Herefordshire Council is currently consulting on seven proposed routes for a Hereford western bypass, two of which will cut through a wood which was planted by a charity.
The wood, which was planted in 2001 by the Woodland Trust, is regularly used by walkers, runners and cyclists.
Nichola Geeson, who lives on Kings Acre Road, said: “Drovers Wood was designated as Local Green Space in Breinton’s Neighbourhood Plan and is a very popular destination for people walking up from the Bay Horse pub on Kings Acre Road.
“Walkers, runners and cyclists also come to it from the city along the bridleway along Breinton Ridge. Wildplay is encouraged and groups of children are brought to build camps, make swings on trees etc. It is an important woodland recreation amenity very close to the city.”
Every one of the seven suggested routes would lead to the loss of woodland and ancient trees.
Catherine Brabner-Evans, external affairs officer for the South West for the Woodland Trust, said the area is incredibly rich in ancient woodland said these are irreplaceable.
She stated: “Woodland Trust really does three things.
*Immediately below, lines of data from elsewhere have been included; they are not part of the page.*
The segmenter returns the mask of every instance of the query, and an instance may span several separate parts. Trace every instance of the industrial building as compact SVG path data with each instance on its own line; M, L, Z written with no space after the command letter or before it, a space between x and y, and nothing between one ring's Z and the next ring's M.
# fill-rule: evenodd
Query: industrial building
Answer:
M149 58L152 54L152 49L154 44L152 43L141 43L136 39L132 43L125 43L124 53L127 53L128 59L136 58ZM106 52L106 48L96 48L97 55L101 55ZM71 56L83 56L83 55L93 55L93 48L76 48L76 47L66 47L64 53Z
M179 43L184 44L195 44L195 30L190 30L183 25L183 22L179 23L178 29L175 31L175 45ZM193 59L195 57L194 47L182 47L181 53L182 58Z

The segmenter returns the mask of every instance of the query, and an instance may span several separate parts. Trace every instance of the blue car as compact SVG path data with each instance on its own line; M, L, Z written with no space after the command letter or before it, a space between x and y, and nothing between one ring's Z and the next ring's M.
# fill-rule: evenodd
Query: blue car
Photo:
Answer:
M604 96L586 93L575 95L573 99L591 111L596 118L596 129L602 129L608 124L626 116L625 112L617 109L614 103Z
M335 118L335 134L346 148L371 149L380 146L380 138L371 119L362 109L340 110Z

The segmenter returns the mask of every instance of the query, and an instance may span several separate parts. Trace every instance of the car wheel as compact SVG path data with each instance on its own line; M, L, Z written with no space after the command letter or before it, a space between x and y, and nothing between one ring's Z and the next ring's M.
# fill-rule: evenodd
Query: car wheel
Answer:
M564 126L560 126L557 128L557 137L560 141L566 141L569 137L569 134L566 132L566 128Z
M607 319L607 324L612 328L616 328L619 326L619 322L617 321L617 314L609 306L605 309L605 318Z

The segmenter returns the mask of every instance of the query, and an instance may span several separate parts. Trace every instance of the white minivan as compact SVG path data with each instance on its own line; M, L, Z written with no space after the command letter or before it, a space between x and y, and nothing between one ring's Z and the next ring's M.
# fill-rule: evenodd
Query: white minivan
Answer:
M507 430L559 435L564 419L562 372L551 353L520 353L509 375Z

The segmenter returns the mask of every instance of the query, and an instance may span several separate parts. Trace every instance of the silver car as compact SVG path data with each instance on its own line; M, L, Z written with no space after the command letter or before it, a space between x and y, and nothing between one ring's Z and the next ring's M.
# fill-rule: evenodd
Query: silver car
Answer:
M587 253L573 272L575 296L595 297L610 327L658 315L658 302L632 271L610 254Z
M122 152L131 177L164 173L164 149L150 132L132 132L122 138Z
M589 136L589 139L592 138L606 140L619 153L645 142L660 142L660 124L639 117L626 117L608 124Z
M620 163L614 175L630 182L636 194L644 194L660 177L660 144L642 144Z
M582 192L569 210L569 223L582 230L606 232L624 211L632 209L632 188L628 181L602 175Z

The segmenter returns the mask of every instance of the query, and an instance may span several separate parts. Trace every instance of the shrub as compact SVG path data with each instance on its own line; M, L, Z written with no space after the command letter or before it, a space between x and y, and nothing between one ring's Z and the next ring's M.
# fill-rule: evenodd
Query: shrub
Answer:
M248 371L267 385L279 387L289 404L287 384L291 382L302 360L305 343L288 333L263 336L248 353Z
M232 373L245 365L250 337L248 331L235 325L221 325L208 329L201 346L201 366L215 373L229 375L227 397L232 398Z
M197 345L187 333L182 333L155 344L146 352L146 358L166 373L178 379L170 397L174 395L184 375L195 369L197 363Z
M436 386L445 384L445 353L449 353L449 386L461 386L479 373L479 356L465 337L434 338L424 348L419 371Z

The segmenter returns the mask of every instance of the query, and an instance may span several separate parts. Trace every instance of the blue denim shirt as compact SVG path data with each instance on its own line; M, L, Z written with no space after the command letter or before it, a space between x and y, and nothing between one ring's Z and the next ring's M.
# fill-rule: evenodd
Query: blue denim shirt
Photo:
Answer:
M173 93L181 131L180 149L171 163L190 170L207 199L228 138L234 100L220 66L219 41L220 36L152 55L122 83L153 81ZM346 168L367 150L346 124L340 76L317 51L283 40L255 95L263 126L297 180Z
We protect woodland trees, restore ancient woodlands and we create woodland. Our vision is for a UK rich in woodland trees.”
Ross Kennerley, regional manager for the Woodland Trust said ancient woodlands and veteran trees are on a par with built heritage in terms of importance but are often overlooked.
He added: “The other great importance is the public benefit of it. This is owned by a charity on behalf of members and all of the public. It is a significant public space for everyone to enjoy. It is beautiful in its own right.”
He also highlighted how important the woods and trees are for wildlife.
A Herefordshire Council spokesman said: “We appreciate that there are concerns about the impact the Hereford bypass may have on Woodland Trust woodland.
“Currently, two of the seven proposed routes would impact on Drovers Wood. The potential impact of all seven routes on Drovers Wood will be assessed as part of the next stage environmental assessment which will examine all aspects of the potential impacts of the route options on the environment and will be a key part of the information to be considered when selecting a preferred route.
“Initial discussions have taken place with the Woodland Trust and we will continue to work with them as the assessments continue.”